We reviewed 95 studies from across the globe and found extensive evidence of inequalities in COVID-19 deaths among those living in the most deprived areas. A large majority of these studies (86 out of 95) showed that during the first two years of the pandemic, there were inequalities at every level of geography – neighbourhood, town, city, region – people living in poverty had higher rates of COVID-19 deaths than their more affluent neighbours across the globe.
There was evidence of an association between COVID-19 deaths and area-level deprivation in four out of six global regions. Findings are in-line with data on area-level inequalities from other recent pandemics, for example H1N1 influenza, Ebola and Zika.

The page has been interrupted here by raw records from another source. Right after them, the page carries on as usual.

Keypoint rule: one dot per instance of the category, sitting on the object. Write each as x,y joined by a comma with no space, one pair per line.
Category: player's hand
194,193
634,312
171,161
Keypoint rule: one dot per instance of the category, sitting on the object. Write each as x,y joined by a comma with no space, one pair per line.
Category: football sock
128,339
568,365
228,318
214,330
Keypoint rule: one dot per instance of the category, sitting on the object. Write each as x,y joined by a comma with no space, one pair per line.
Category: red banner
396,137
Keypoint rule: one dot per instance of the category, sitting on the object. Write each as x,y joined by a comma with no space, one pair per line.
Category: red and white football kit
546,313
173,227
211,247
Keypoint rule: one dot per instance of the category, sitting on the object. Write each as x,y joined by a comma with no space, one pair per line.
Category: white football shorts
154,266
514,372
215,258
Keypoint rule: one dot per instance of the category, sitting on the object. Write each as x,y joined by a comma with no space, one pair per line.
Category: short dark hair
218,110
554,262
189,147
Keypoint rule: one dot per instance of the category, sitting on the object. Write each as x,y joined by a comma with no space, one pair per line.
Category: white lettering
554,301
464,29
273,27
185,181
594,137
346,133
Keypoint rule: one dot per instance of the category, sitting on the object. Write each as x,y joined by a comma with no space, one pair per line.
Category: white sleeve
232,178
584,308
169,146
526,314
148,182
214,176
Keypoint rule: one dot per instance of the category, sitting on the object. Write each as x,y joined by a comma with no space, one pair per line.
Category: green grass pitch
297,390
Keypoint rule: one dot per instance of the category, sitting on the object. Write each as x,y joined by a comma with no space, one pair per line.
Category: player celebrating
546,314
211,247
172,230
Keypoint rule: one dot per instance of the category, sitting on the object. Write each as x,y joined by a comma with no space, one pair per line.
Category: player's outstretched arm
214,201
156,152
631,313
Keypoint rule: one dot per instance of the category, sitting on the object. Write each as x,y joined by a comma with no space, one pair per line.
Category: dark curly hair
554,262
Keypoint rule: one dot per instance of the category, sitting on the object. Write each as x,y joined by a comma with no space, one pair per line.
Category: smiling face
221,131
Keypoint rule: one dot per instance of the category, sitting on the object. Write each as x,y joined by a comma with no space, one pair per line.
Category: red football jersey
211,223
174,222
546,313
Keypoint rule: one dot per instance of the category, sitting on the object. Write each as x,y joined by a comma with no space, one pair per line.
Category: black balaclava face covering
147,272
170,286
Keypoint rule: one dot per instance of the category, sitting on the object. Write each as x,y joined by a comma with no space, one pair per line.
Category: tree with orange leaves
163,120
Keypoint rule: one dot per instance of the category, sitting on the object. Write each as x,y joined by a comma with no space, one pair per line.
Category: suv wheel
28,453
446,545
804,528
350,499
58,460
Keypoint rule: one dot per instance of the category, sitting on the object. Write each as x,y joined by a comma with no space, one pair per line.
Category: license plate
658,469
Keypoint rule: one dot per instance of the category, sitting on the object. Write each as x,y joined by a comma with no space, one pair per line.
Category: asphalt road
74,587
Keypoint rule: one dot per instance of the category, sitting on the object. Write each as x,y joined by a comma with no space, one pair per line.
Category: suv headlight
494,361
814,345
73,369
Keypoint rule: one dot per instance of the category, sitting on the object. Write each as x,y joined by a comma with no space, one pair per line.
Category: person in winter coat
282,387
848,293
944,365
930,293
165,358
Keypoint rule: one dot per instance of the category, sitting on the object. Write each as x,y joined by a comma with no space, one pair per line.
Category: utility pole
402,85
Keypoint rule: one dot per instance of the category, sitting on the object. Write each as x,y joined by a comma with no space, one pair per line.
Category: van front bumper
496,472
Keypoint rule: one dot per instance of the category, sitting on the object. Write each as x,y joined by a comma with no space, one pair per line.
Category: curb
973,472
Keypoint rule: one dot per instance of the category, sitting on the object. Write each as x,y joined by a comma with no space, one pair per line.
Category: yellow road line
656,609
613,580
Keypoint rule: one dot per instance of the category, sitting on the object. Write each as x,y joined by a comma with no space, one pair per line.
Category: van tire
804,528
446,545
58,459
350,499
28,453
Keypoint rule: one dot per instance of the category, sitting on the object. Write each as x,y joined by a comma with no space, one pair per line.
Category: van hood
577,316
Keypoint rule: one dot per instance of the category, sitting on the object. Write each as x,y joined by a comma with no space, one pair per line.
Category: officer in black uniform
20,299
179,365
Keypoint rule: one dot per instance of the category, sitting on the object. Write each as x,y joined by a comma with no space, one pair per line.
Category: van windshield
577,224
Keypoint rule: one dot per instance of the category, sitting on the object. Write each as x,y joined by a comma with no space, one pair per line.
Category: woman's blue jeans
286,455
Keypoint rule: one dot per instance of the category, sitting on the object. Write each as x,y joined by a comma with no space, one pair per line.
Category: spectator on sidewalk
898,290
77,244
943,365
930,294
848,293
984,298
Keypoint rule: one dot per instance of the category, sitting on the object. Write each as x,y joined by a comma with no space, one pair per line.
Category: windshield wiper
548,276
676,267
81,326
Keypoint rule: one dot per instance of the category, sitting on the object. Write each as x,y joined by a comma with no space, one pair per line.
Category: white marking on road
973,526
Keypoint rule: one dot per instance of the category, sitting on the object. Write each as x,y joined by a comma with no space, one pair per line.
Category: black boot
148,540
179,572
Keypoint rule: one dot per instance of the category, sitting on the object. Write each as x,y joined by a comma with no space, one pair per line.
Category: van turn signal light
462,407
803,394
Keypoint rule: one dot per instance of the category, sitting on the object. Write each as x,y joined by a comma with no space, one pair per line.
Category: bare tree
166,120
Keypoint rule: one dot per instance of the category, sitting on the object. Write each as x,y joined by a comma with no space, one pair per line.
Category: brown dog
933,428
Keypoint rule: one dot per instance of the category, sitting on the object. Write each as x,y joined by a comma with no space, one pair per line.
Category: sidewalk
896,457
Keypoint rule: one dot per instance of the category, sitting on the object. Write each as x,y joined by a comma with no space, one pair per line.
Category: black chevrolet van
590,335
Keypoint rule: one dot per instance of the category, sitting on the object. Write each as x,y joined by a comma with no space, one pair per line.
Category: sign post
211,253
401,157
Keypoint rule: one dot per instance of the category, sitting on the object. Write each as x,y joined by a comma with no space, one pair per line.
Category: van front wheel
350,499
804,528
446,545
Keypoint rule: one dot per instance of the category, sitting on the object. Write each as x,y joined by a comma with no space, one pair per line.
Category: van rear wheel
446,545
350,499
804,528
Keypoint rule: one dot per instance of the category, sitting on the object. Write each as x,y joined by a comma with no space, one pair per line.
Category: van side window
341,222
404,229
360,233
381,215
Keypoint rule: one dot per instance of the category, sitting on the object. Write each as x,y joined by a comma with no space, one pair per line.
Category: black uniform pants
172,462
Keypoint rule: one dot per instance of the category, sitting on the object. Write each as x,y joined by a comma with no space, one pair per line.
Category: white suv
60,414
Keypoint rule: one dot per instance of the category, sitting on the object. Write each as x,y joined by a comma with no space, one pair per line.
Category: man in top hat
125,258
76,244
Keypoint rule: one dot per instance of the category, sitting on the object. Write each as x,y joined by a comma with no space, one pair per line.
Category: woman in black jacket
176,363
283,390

Understanding the relationship between COVID-19 mortality rates and deprivation is complex. Deprivation is affected by wider social determinants of health such as housing, working conditions, unemployment, healthcare access etc. This can cause higher exposure to the virus, for example people in low-income jobs are less amenable to remote working so employees were less able to benefit from local lockdown restrictions and working from home. Self-isolation is also harder in overcrowded housing and densely populated areas.
Lead author on the study, Dr Vic McGowan, Research Fellow, says:
“Our review provides clear evidence that those living in the most deprived communities shouldered the greatest burden from COVID-19. The Levelling Up agenda in the UK has the potential to reduce inequalities between areas of high and low deprivation, this would go some way to preventing inequalities arising in future pandemics”
Co-author Clare Bambra, Professor of Public Health, says:
“Our research shows that COVID-19 is an unequal pandemic. People in more deprived communities, globally and in the UK, have been most impacted with higher deaths. As we face a possible twindemic of flu and COVID-19 this winter in England, additional support for the NHS in those parts of the country most likely to be adversely impacted should be considered as a matter of urgency. Health inequalities between the rich and the poor exist globally. Tackling this requires collaborative cross-government action, for example working with people who have lived experience of living in deprivation to develop effective solutions”
This research was done as part of the SPHR Health Inequalities theme Equal England research project led by Fuse.